Closed dvstans closed 4 years ago
Investigation of deletion of large collections found that the majority of time spent is due to loading each record in order to acquire data size for correction/update of per-allocation statistics. Apparently reading is slower than writing because it must be synchronous whereas writing does not.
The solution to this problem requires a refactoring of how background tasks are initialized. Currently, the init process does some potentially expensive processing which can cause client timeouts (as well as block other tasks from running). Instead, the task init stage will simply record what the client has requested in a new task (with no processing or blocking), and immediately return the task ID to the client. These initial tasks will then be run in the background where init processing will be performed (such as permissions checks, concurrency analysis), then the task will either fail or proceed to the next stage, which is either blocked or ready depending on concurrency with other tasks.

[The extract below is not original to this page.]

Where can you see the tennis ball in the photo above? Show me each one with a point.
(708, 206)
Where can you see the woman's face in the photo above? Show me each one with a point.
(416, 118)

Update: There was no need (yet) to refactor the task code since all expensive operations can already be placed in the "run" function rather than the "init" function. However, for deletions, this leaves an opening for access to the items between init and completion of the task. Deletes were intentionally placed in the init with exclusive locks to ensure the operation was atomic. A possible work-around is to isolate all items somehow, such as removing ACLs and owner/creator fields, or by marking them in some way to prevent access. This may also be expensive however (in the init function).
Works as is but there is a small window of opportunity for negative interaction from other users (resulting in a task failure). Because this is improbable and of low impact (just retry operation), will close this issue.
Some operations like deleting a collection containing thousands of records take a very long time to run. This causes the operation to timeout on the client side. Need to identify potentially long-delay commands and break them into an initial confirmation part and a background task part to avoid these client timeouts.